Risma, sosok gadis remaja yang masih duduk di bangku kelas XI. Harus merasakan kesedihan paling mendalam saat sang ibu meninggal akibat penyakit paru-paru yang dideritanya. Hingga untuk beberapa hari ia harus meliburkan diri ke sekolah.
Setelah beberapa hari masa berkabung lewat. Risma kembali bersekolah setelah selesai menyiapkan sarapan untuk ayahnya. Hal itu sudah menjadi kewajiban yang harus ia lakukan. Selain membersihkan rumah serta pekerjaan lain yang biasa dilakukan oleh almarhumah ibunya. Karena kini Risma-lah yang mengambil peran sebagai ibu rumah tangga.
Risma melakukan hal itu, karena hanya ia dan ayahnya saja yang tinggal di rumah tersebut. Sepetak rumah KPR tipe standar bagi sang ayah yang seorang PNS di Kantor Kementrian Agama Kota Denpasar. Rumah yang awalnya penuh warna pelangi, perlahan-lahan menjadi kelam. Seiring waktu yang terus bergulir.
Hal itu tampak dari kebiasaan ayahnya, yang dulu sangat rajin beribadah dan sering mengingatkan Risma untuk sholat. Kini, sudah tidak dilakukannya sama sekali. Apalagi sang ayah hampir setiap hari jarang ada di rumah. Lebih memilih keluar setelah pulang kerja dan datang-datangnya selalu di atas jam 11 malam.

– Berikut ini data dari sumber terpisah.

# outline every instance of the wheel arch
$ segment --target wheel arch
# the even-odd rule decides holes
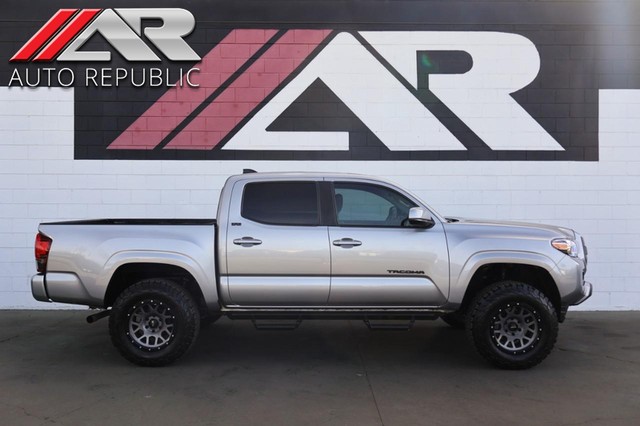
[[[194,298],[202,315],[207,313],[207,304],[193,275],[186,269],[165,263],[132,262],[120,265],[111,276],[104,296],[104,307],[113,306],[118,295],[133,284],[144,280],[168,279],[183,286]]]
[[[538,265],[523,263],[487,263],[478,267],[469,281],[460,310],[465,311],[484,288],[499,281],[519,281],[540,290],[549,298],[561,319],[560,292],[549,271]]]
[[[520,281],[535,287],[552,302],[560,320],[561,299],[554,273],[555,262],[539,253],[481,252],[471,256],[452,285],[449,299],[465,310],[483,288],[504,280]]]
[[[105,308],[112,306],[125,288],[140,280],[168,278],[184,285],[203,313],[220,309],[213,263],[211,271],[204,271],[194,259],[180,253],[121,251],[107,261],[104,271],[100,286],[105,289]]]

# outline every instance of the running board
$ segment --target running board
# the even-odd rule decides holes
[[[414,318],[399,321],[397,319],[365,319],[363,320],[369,330],[394,330],[407,331],[413,327],[416,320]]]
[[[252,319],[256,330],[295,330],[300,326],[302,319]]]

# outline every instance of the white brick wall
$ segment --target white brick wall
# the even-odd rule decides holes
[[[575,228],[593,297],[579,309],[640,309],[640,90],[600,91],[598,162],[76,161],[73,92],[0,88],[0,308],[33,300],[41,221],[213,217],[243,168],[345,169],[392,179],[438,211]],[[60,306],[63,307],[63,306]]]

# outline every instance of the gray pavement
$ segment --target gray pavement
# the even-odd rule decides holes
[[[0,311],[0,424],[640,425],[640,312],[569,312],[528,371],[488,366],[441,321],[228,319],[177,364],[141,368],[86,314]]]

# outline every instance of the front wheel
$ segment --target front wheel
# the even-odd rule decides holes
[[[189,292],[173,281],[146,279],[125,289],[109,317],[111,341],[134,364],[163,366],[184,355],[200,330]]]
[[[481,291],[466,318],[469,339],[490,363],[525,369],[542,362],[558,337],[553,304],[536,288],[502,281]]]

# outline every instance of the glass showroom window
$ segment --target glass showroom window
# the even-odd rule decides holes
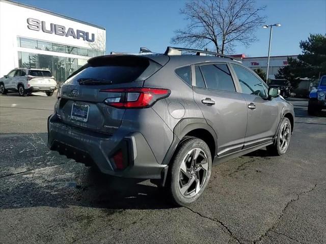
[[[66,47],[67,53],[77,54],[77,47],[74,47],[73,46],[67,46]]]
[[[67,77],[87,63],[87,60],[72,57],[18,52],[19,67],[48,69],[58,82],[64,82]]]
[[[97,51],[97,56],[102,56],[104,55],[104,52],[102,51]]]
[[[37,41],[37,49],[45,51],[52,51],[52,43],[44,41]]]
[[[83,48],[82,47],[78,47],[77,50],[78,55],[82,56],[88,56],[88,52],[86,48]]]
[[[53,52],[66,52],[66,46],[64,45],[52,43],[52,48]]]
[[[20,38],[20,46],[21,47],[36,49],[37,48],[37,42],[36,40]]]
[[[88,56],[89,57],[95,57],[97,55],[97,52],[96,50],[88,49]]]

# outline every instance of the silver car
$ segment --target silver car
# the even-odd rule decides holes
[[[213,164],[286,152],[293,107],[252,70],[211,52],[141,51],[92,58],[67,80],[48,118],[51,150],[151,179],[179,205],[203,193]]]
[[[13,91],[24,96],[33,92],[43,92],[51,96],[56,89],[57,81],[47,69],[18,68],[0,78],[2,94]]]

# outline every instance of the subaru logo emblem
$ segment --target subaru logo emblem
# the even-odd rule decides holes
[[[78,95],[79,95],[79,93],[77,90],[72,90],[70,93],[70,94],[71,94],[71,96],[72,97],[78,97]]]

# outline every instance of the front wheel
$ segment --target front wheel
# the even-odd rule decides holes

Risma tidak bisa berbuat apa-apa atas perubahan yang terjadi pada ayahnya. Hanya bisa memohon kepada Allah di setiap sholatnya, agar sang ayah bisa seperti dulu lagi. Kembali menjadi sosok yang penuh kasih sayang.
Namun, sebelum doa itu terijabahkan. Malam penuh petaka sudah terlebih dahulu menimpa Risma. Saat ia baru menyelesaikan sholat tahajud. Ketika hendak berdoa.
Tiba-tiba, ayahnya datang dan mengancam dirinya. Dengan sebilah golok yang bersiap menebas batang lehernya dari arah kanan jika coba-coba untuk berteriak. Risma yang mendapatkan ancaman seperti itu, tentu sangat ketakutan dan tidak berani berteriak.
"Bagus, kau memang anak yang penurut, Risma. Almarhumah ibumu pasti bangga akan hal ini. Apalagi jika kau mau menggantikan perannya melayani Ayahmu ini," ucap sang ayah sambil menyeringai.
"Ayah. Kenapa Ayah berkata demikian? Sadarlah, Ayah. Aku ini anak ka .... "
"Kau bukan anak kandungku, Risma. Aku menikahi ibumu, karena kasian melihatnya. Hamil, tanpa ada laki-laki yang mau bertanggung jawab atas kehamilannya," potong pria itu sambil mendekat hingga tercium bau alkohol yang sangat menyengat.
Risma yang mendengar kenyataan itu langsung menangis dan seketika itu juga ia menjadi lemas tak bertenaga. Seperti orang yang kehilangan kesadaran. Namun, dengan kedua mata yang masih terbuka. Sehingga hanya bisa pasrah saat ayah tirinya membaringkan tubuhnya di atas sajadah.
"Betapa ranumnya tubuhmu, Risma. Jauh lebih ranum dibandingkan ibumu," ucap pria itu setelah melepas semua kain yang melekat di tubuh Risma.
Entah sudah berapa lama pria itu melampiaskan nafsu bejatnya sebelum kesadaran Risma kembali. Di saat itulah, amarahnya mulai tersulut. Apalagi saat melihat wajah sanga ayah yang terlihat menikmati perbuatannya. Dengan cepat ia meraih golok yang berada tepat di bawah tangan kanannya. Tanpa disadari oleh ayah tirinya.
Lalu dengan sekali tebasan, batang leher pria itu putus. Ketika hendak mencapai titik tertinggi kenikmatan. Sehingga darah segar memuncrat ke mana-mana. Membasahi sajadah putih yang menjadi saksi bisu atas kebiadapan seorang ayah tiri kepada Risma. Tepat setelah 40 hari kematian ibunya.
"Ayah, Ibu. Maafkan anakmu ini," ucap Risma sebelum bangkit untuk menelepon pihak yang berwajib.